Kernel development
Brief items
Kernel release status
The current development kernel is 4.10-rc8, released on February 12; Linus decided to wait another week before putting out the final 4.10 release. "But I decided that there's also no huge overriding reason to do so (other than getting back to the usual "rc7 is the last rc" schedule, which would have been nice), and with travel coming up, I decided that I didn't really need to open the merge window. I've done merge windows during travel before, but I just prefer not to."
Stable updates: 4.9.9 and 4.4.48 were released on February 9, followed by 4.9.10 and 4.4.49 on February 15.
Quote of the week
Kernel development news
Inter-event tracing
The kernel's tracing infrastructure is primarily concerned with events, which are usually tied to the execution of specific blocks of code. But the interesting information is often in what happens between events. The most obvious variable of this type that one might want to monitor is timing — how much time elapses between one event and another that follows from it? — but others exist as well. Options for the calculation of inter-event values include the use of BPF programs or postprocessing in user space; a new patch set may soon add the ability to perform these calculations directly in the kernel instead.Tom Zanussi's inter-event support patch set is clearly focused on timing measurements. It is an extension of his histogram triggers work that was merged in the 4.6 development cycle. That work provides a mechanism for the storage of data from events, but it can only do one thing with the result: generate a histogram. This storage capability has the potential for other uses and can be employed for inter-event tracing, but there are a few problems that need to be solved for that to be possible.
The first of those is to arrange for the storage of data from one event to be used later when another event fires. An example provided with the patch set involves the sched_wakeup event, which fires when the kernel decides that a sleeping process is now runnable and should wake up. Consider the following command:
echo hist:keys=pid:ts0=common_timestamp.usecs \
>> /sys/kernel/debug/tracing/events/sched/sched_wakeup/trigger
This command establishes a special sort of "histogram" (really just using the histogram mechanism's data-storage capability) on the sched_wakeup event. The keys=pid directive uses the ID of the process to be awakened as the key with which the data is stored. The actual data associated with that key is specified with ts0=common_timestamp.usecs. It creates a new variable, ts0, that remembers the current time when the event was fired.

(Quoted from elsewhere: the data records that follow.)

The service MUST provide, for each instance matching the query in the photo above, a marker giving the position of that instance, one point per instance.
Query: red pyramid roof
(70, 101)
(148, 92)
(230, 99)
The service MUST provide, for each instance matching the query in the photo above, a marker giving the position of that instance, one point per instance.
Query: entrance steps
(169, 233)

The common_timestamp field is also new; it makes timestamp information available on any event.
The above records when the kernel decided to wake a process; now it is time to compute how long it takes until that process actually runs in a CPU. That time is the wakeup latency experienced by the process; one generally wants it to be as low as possible and, in a realtime setting, it must not exceed the maximum the system can tolerate. The wakeup latency can be calculated using the sched_switch event, which fires when a new process is given access to the processor. That is done with a command like:
echo 'hist:keys=woken_pid=next_pid:woken_prio=next_prio:\
wakeup_lat=common_timestamp.usecs-ts0:\
onmatch().trace(wakeup_latency)' \
>> /sys/kernel/debug/tracing/events/sched/sched_switch/trigger
There are a few things happening here, needless to say. The keys=woken_pid=next_pid fragment takes the next_pid event variable (identifying the process to be switched to in the processor), assigns it to a new variable called woken_pid, and uses it as the key into the histogram data. The next fragment, woken_prio=next_prio, stores the priority of the new process in the new woken_prio variable. Things get a bit more complicated with:
wakeup_lat=common_timestamp.usecs-ts0
Here, the ts0 timestamp value that was saved in the sched_wakeup event is recalled and subtracted from the current time, yielding the latency; that value is then stored in yet another new variable called wakeup_lat.
The onmatch() directive in the above command relates to how the computed latency is reported. That value is computed from two separate events and, thus, is not really associated with either of the events described above, so it should not be reported with them. Instead, the patch set creates a new abstraction called a "synthetic event" that is used to report calculated, inter-event values. In this case, such an event can be created with a command like:
echo 'wakeup_latency lat=sched_switch:wakeup_lat \
pid=sched_switch:woken_pid \
prio=sched_switch:woken_prio' \
>> /sys/kernel/debug/tracing/synthetic_events
This command creates a new event called wakeup_latency; three variables are created, essentially as pointers to variables in the sched_switch event. One of those, wakeup_lat (redefined as lat here) is the calculated latency.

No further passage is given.